On Apr 29, 2020, at 11:15, Tom Forbes <t...@tomforb.es> wrote:
> 
>> Thread 2 wakes up with the lock, calls the function, fills the cache, and 
>> releases the lock.
> 
> What exactly would the issue be with this:
> 
> ```
> import functools
> from threading import Lock
> 
> def once(func):
>    sentinel = object()
>    cache = sentinel
>    lock = Lock()
> 
>    @functools.wraps(func)
>    def _wrapper():
>        nonlocal cache, lock, sentinel
>        if cache is sentinel:
>            with lock:
>                if cache is sentinel:
>                    cache = func()
>        return cache
> 
>    return _wrapper
> ```

You’ve written an exactly equIvalent to the double-checked locking for 
singletons examples that broke Java 1.4 and C++03 and led to us having once 
functions in the first place.

In both of those languages, and most others, there is no guarantee that the 
write to cache in thread 1 happens between the two reads from cache in thread 
2. Which gives you the fun kind of bug that every few thousand runs you have 
corrupted data an hour later, or it works fine on your computer but it crashes 
for one of your users because they have two CPUs that don’t share L2 cache 
while you have all your cores on the same die, or it works fine until you 
change some completely unrelated part of the code, etc.

Java solved this by adding volatile variables in Java 5 (existing code was 
still broken, but just mark cache volatile and it’s fixed); C++11 added a 
compiler-assisted call_once function (and added a memory model that allows them 
to specify exactly what happens and when so that the desired behavior was 
actually guaranteeable).
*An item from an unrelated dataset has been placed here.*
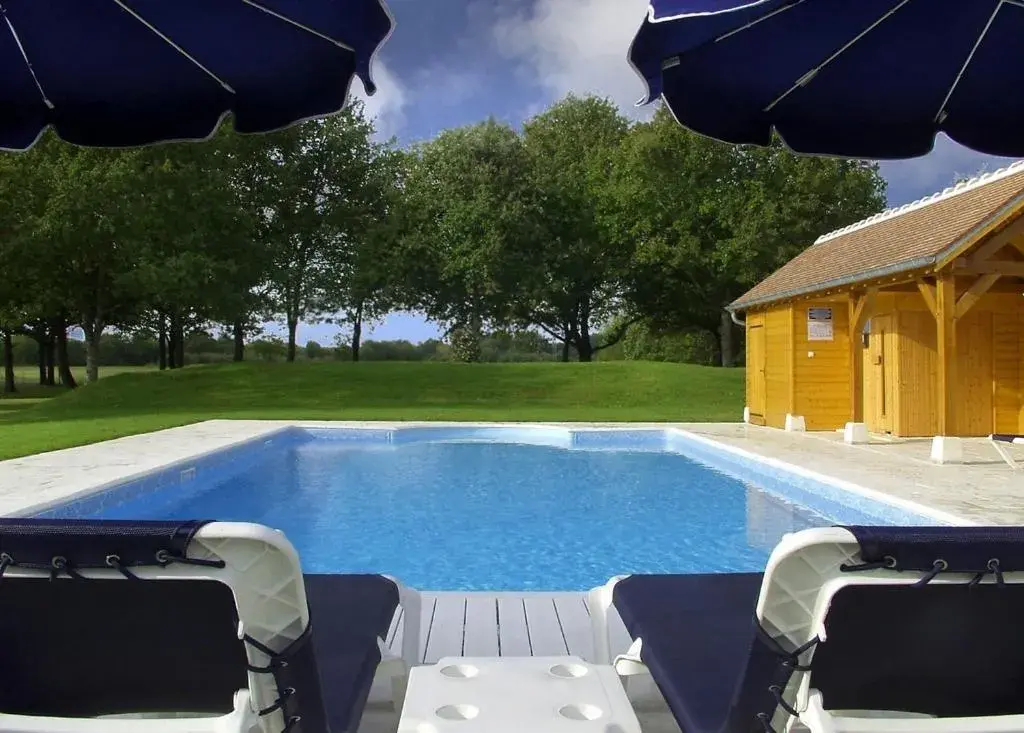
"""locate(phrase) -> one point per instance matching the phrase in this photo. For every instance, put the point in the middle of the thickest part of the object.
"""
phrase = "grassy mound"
(140, 401)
Newer languages learned from their experience and got 
it right the first time, rather than repeating the same mistake.

Is there anything about Python’s memory model guarantee that means it can’t 
happen in Python? I don’t think there _is_ a memory model. In CPython, or any 
GIL-based implementation, I _think_ it’s safe (the other thread can’t be 
running at the same time on a different core, so there can’t be a cache 
coherency ordering issue between the cores, right?), but what about on Jython, 
or PyPy-STM, or a future GIL-less Python?
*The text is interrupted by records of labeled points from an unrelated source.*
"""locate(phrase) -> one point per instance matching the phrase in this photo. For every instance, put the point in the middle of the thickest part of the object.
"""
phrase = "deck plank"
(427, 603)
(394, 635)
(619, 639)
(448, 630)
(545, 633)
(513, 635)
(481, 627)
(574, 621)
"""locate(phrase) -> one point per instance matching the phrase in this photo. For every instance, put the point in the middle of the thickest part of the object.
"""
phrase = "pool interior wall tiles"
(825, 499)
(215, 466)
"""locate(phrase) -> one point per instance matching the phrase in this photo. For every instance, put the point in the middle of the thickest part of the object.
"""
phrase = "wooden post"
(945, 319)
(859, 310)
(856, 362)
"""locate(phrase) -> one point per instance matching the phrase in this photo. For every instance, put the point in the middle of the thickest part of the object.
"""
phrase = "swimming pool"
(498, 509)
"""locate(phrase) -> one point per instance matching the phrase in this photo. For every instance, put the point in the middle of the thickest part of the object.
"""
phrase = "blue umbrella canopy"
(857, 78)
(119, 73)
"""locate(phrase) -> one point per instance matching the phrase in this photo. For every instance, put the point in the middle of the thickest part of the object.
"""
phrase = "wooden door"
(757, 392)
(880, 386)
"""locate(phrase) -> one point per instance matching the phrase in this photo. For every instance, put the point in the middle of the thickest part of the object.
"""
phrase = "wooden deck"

And in both of those languages, double-checked locking is still nowhere near as 
efficient as using a local static.

> Seems generally more correct, even in single threaded cases, to pay the 
> overhead only in the first call if you want `call_once` semantics. Which is 
> why you would be using `call_once` in the first place?

But you won’t be paying the overhead only on the first call, you’ll be paying 
it on all of the calls that before the first one completed. That’s the whole 
point of the lock, after all—they have to wait until it’s ready—and they can’t 
possibly do that without the lock overhead. And for the next few afterward, 
because they’ll have gotten far enough to check even if they haven’t gotten far 
enough to get the lock, and there’s no way they can know they don’t need the 
lock. And for the next few after that, because unless the system only runs one 
thread at a time and synchronizes all of memory every time you switch threads 
they may not see the write yet anyway.